Title: Mapping of QTL for bacterial cold water disease resistance in rainbow trout

Author
item Palti, Yniv
item Vallejo, Roger
item Welch, Timothy - Tim
item Evenhuis, Jason
item Leeds, Timothy - Tim
item Gao, Guangtu
item Liu, Sixin
item Rexroad, Caird
item Wiens, Gregory - Greg

Submitted to: Aquaculture Conference Proceedings
Publication Type: Abstract Only
Publication Acceptance Date: 9/17/2012
Publication Date: 2/25/2013
Citation: Palti, Y., Vallejo, R.L., Welch, T.J., Evenhuis, J., Leeds, T.D., Gao, G., Liu, S., Rexroad III, C.E., Wiens, G.D. 2013. Mapping of QTL for bacterial cold water disease resistance in rainbow trout.

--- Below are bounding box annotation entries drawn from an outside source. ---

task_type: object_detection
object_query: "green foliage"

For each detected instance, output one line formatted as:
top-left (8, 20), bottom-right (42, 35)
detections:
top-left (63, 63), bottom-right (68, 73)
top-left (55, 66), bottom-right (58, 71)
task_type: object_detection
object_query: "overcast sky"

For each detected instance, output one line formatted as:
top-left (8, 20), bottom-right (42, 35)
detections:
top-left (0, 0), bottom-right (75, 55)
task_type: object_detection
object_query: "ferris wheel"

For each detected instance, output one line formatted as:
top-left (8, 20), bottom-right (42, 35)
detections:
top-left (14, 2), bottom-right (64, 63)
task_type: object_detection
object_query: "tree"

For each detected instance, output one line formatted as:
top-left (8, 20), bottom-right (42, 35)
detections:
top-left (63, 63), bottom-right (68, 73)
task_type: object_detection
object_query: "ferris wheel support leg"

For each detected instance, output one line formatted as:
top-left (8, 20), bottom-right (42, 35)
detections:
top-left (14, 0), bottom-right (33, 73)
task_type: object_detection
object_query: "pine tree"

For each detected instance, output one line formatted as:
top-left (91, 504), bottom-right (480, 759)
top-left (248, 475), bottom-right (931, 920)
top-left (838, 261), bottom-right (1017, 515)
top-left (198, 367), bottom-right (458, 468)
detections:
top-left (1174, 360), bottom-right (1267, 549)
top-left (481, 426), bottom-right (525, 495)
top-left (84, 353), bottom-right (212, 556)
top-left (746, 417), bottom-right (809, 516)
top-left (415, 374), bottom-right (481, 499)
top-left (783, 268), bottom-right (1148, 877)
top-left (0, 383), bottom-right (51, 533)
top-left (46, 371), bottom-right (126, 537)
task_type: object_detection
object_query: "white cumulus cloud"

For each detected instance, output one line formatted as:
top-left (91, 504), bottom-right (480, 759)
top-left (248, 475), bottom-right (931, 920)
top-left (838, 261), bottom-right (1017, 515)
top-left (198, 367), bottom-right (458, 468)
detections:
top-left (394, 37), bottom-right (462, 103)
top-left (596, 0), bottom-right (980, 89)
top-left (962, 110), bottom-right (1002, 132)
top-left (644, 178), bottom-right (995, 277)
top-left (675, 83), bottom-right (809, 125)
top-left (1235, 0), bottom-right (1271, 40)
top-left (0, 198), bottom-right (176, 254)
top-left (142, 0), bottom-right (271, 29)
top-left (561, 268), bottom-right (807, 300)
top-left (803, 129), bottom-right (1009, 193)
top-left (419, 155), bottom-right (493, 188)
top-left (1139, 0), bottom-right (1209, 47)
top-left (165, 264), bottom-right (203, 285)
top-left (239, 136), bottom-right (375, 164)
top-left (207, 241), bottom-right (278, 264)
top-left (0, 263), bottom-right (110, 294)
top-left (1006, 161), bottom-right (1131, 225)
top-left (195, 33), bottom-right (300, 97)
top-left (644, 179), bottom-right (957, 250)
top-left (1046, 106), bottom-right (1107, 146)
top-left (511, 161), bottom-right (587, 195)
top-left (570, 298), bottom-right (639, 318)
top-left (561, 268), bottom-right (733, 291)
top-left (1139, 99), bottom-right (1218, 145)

Aquaculture Conference Proceedings. P0296.

Interpretive Summary:

Technical Abstract: Bacterial cold water disease (BCWD) causes significant economic loss in salmonids aquaculture. We previously detected genetic variation in survival following challenge with Flavobacterium psychrophilum (Fp), the causative agent of BCWD in rainbow trout, and a family-based selection program to improve resistance was initiated at the National Center for Cool and Cold Water Aquaculture (NCCCWA) in 2005. In order to understand the genetic architecture underlying variation in BCWD resistance, we made select crosses in 2007 and 2009 and phenotyped fish using Fp injection challenge. In 2009, fifteen families were created with a predicted F2 or back-cross (BC) segregation of major loci based on full-sib family performance of the grandparents and parents. From each F2/BC family, 200-260 fish were challenged in 4-6 replicates per family. Whole genome QTL scanning of three families with approximately 270 informative microsatellite loci per family spaced at an average interval size of approximately 6cM along the rainbow trout chromosomes was conducted. Two traits were mapped, Survival Status (dead or alive) on day 22 post challenge and Survival Days. Eight significant (LOD greater than 4.0) QTL and 22 suggestive (LOD greater than 3.0 and smaller than 4.0) QTL were identified for the two survival traits on 15 of the rainbow trout 29 chromosomes. One significant QTL on Chromosome OMY8 was accounted for 41% of the phenotypic variance in survival status and 29% in survival days in one of the three families. The QTL will be further tested by genotyping of half-sib families and test crosses of fish from this germplasm with unrelated germplasm from other rainbow trout broodstocks, including our spleen size QTL mapping population.